Use of Cognitive Bias Modification (CBM) as Part of Treatment for OCD within a Residential Treatment Setting
Starting Date: 11/16
The first study of its kind, researchers will investigate an idiographic version (individualized version) of attention retraining on a hand held device for its usefulness as a residential treatment enhancement tool for OCD.
- Rogers will recruit approximately 60 adults who are in treatment at Rogers Behavioral Health’s OCD Residential Treatment Center in Oconomowoc to volunteer for this study.
- Half of the participants will be assigned to an active group for the enhanced treatment, the other half will be placed in a placebo group.
- This is a double-blind study in which neither the participants nor the researchers know who is receiving treatment and who is part of the placebo group. This procedure prevents bias in research results.
- Within 48 hours following admission to the Treatment Center, each participant meets with a member of the research team for training and to begin using the iPhone application.
- The participant will have a clinical interview, to determine a baseline in OCD symptoms and create words to be used in the app, with a member of our research staff.
- The content (word choices for display on the iPhone application) is individualized for each participant, with a selection of 24 neutral words and 24 words that the participant perceives as threatening.
- Participants meet individually with a member of the research team each weekday during their residential stay to use the CBM iPhone application.

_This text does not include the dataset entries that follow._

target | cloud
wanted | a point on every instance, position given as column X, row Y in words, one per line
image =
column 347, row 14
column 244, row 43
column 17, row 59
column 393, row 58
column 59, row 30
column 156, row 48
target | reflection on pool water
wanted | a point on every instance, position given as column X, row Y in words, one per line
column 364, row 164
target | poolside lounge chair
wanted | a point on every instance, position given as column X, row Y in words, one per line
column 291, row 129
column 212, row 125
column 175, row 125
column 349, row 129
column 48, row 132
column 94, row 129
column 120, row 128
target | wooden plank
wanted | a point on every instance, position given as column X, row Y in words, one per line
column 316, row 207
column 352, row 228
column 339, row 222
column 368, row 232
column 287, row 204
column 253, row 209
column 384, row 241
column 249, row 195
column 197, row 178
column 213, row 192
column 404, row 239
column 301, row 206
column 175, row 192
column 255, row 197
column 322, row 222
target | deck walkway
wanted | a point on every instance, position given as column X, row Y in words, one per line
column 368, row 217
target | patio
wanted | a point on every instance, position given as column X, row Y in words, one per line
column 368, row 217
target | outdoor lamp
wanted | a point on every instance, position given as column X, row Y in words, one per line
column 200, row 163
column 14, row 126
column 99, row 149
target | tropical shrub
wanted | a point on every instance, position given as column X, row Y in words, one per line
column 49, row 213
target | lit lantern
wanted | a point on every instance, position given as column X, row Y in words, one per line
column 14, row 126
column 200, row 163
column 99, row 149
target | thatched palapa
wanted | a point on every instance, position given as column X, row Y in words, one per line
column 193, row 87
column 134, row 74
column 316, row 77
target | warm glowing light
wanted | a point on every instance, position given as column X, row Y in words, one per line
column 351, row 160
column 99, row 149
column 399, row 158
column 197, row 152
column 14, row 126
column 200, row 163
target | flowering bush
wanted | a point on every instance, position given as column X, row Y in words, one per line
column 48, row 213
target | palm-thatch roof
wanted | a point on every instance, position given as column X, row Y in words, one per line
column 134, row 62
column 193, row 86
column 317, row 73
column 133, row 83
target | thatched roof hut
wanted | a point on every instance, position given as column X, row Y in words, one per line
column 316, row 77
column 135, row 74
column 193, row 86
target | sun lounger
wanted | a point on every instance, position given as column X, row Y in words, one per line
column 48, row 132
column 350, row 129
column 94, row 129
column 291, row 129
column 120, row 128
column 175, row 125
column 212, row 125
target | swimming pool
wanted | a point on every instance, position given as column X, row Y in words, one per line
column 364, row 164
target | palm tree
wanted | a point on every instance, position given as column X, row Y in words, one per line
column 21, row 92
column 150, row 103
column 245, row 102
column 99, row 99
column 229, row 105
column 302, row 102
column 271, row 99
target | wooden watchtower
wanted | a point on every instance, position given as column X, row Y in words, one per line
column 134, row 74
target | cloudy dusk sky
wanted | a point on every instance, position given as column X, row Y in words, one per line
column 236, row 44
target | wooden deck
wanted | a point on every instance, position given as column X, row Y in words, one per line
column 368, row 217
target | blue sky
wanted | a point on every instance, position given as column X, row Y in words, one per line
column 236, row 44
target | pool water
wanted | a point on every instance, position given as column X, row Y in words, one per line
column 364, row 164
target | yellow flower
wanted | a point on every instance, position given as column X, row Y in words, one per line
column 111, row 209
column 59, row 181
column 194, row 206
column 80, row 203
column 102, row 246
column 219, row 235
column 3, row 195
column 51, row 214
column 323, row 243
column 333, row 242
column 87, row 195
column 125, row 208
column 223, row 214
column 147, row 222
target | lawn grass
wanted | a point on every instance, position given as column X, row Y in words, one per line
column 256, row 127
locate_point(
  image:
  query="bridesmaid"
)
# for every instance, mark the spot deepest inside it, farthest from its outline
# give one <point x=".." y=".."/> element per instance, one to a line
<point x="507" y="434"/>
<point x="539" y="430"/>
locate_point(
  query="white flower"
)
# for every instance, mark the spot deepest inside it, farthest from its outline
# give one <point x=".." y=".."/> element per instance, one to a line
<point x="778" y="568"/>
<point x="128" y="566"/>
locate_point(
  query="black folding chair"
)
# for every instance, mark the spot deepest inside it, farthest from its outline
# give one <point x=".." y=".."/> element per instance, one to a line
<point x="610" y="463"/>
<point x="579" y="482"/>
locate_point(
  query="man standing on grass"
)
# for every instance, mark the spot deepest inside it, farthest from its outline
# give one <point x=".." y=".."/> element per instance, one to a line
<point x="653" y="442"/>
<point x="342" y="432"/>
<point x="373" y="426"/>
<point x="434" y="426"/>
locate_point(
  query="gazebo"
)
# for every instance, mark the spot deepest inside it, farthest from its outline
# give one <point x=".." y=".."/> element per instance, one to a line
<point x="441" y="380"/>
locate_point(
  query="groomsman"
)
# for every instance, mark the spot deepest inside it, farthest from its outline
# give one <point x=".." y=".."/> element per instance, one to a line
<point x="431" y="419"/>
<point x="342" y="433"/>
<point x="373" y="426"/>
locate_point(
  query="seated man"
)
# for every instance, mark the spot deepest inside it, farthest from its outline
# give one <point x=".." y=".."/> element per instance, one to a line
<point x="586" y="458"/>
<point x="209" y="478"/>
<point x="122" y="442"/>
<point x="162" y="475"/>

Bi-weekly and final assessments regarding a variety of mental health symptoms, including those for anxiety and depression will also take place.
- Only key research personnel will have access to the encrypted data files and will conduct the analysis using this information.
- Researchers will compare the active and placebo groups to assess if the iPhone application was successful in producing a greater reduction in symptoms for people who are also currently receiving treatment for OCD.